The filing experience before TaxBridge
Nigerian SME tax filing in 2024 was a manual, error-prone process that routinely consumed four hours of an accountant's working day per client. The friction was not just time — it was the risk of errors compounding through multiple manual data entry steps, the absence of any machine-readable audit trail, and the near-impossibility of confirming successful submission to the NRS within a predictable window.
TaxBridge was built to compress that to 15 minutes. Not by making the interface faster, but by automating the error-prone steps and making correctness a property of the system.
Why Row-Level Security at the database engine, not the application
The first design decision was the one that mattered most: multi-tenancy enforcement.
Every tax filing platform handles data from multiple clients. The question is where the boundary between tenants is enforced. Application-layer filtering — adding a WHERE tenant_id = ? clause to every query — is fragile. An application bug, a missed WHERE clause, or an ORM quirk can silently expose one tenant's records to another.
TaxBridge enforces isolation at the PostgreSQL engine level via Row-Level Security. Even if the application sends a query without a tenant filter, the database rejects it. Tenant data is mathematically invisible across boundaries, not just conditionally filtered.
The reason this matters: NRS audit scrutiny demands proof that tenant data cannot cross-contaminate. "We filter in the application" is not proof. RLS policy attached to the database schema is.
Idempotent job queues for NRS API rate limits
The NRS API enforces a rate limit of 30 requests per minute per TIN. TaxBridge handles multiple concurrent filing requests, and filing windows — the periods when many SMEs file simultaneously — create burst traffic that exceeds this limit.
The naive approach: queue requests and retry on 429. This works until a job fails mid-execution, because the retry re-sends the same request and the NRS API processes it again, producing a duplicate submission.
BullMQ queues in TaxBridge are idempotent by design. Each job carries a stable identifier derived from the submission content. Before execution, the worker checks whether this identifier has already been successfully processed. If it has, the job is marked complete without re-submitting. If it has not, submission proceeds and the identifier is recorded.
The outcome: burst filing windows are handled without client-visible failure, and no submission is ever double-processed, even through mid-request server failure.
Sub-150ms real-time tax calculations
VAT, withholding tax, and annual return calculations are computationally inexpensive but latency-sensitive — users see the result in real time as they enter figures, so each calculation must complete within a perceptible threshold.
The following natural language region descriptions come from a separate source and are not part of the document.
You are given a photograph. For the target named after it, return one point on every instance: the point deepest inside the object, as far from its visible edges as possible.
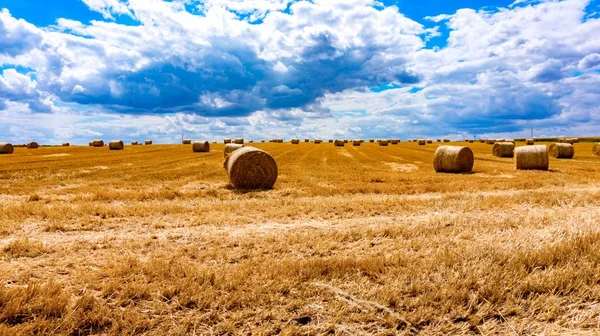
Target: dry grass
(152, 240)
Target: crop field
(351, 241)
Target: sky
(76, 70)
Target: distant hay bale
(201, 146)
(453, 159)
(562, 150)
(531, 158)
(116, 145)
(230, 148)
(6, 148)
(503, 149)
(596, 149)
(251, 168)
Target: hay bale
(201, 146)
(562, 150)
(230, 148)
(116, 145)
(251, 168)
(453, 159)
(503, 149)
(531, 158)
(6, 148)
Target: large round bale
(230, 148)
(531, 158)
(201, 146)
(6, 148)
(251, 168)
(453, 159)
(596, 149)
(503, 149)
(562, 151)
(116, 145)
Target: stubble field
(351, 241)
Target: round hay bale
(562, 151)
(503, 149)
(6, 148)
(116, 145)
(596, 149)
(230, 148)
(531, 158)
(201, 146)
(453, 159)
(251, 168)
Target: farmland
(352, 240)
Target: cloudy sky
(73, 70)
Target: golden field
(351, 241)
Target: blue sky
(75, 69)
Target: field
(352, 241)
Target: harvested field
(158, 242)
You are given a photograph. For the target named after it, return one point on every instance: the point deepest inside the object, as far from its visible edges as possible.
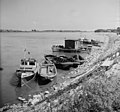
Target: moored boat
(48, 69)
(28, 70)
The implementation uses Redis as the computation cache for jurisdiction-specific rule lookups. Tax rules change infrequently; caching the rule set per jurisdiction per tax period means the calculation path is a pure function on cached data, with no database round-trips on the hot path.
p99 latency under load: sub-150ms. This holds at peak concurrent filing traffic because the calculation layer is stateless and horizontally scalable independent of the NRS submission queue.
Hash-chained audit trail
The NRS requires an immutable audit trail for every submitted return. An audit trail that can be retroactively edited is not an audit trail — it is a log with deletion access.
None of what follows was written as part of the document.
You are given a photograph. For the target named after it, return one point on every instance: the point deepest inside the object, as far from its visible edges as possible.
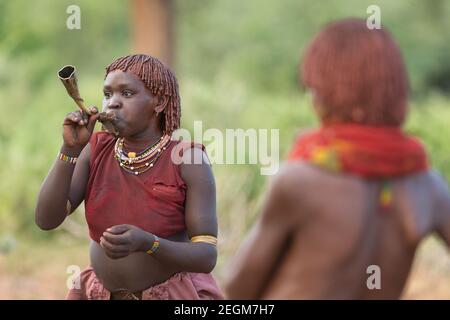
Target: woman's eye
(127, 93)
TaxBridge implements a hash-chained record structure. Every audit event is cryptographically bound to the previous event's hash. Any retroactive modification breaks the chain at the point of modification, producing a chain-break that is detectable without access to the original data.
This is the same principle used in append-only ledger systems. Applied here, it means the audit trail is a first-class correctness property of the data model, not a reporting layer added after submission.
95% test coverage as a compliance artifact
95% test coverage is not a quality metric here — it is a compliance artifact. NRS audits require evidence that the tax calculation logic has been validated. The test suite is that evidence.
Every jurisdiction rule, every edge case in withholding rate calculation, and every state transition in the submission lifecycle has a corresponding test. The coverage figure is high because the audit surface is high, not because a coverage target was set in a sprint.
What TaxBridge demonstrates
Nigerian SME tax filing is a hard problem because it sits at the intersection of unreliable external APIs, strict audit requirements, and users who will not tolerate a slow or opaque system.
The architecture answer: enforce correctness at the database layer, make every external API call idempotent, cache computation aggressively, and build the audit trail into the data model rather than on top of it. Each of these is a general principle for compliance-critical systems. TaxBridge applies them in combination, against a specific real-world constraint set.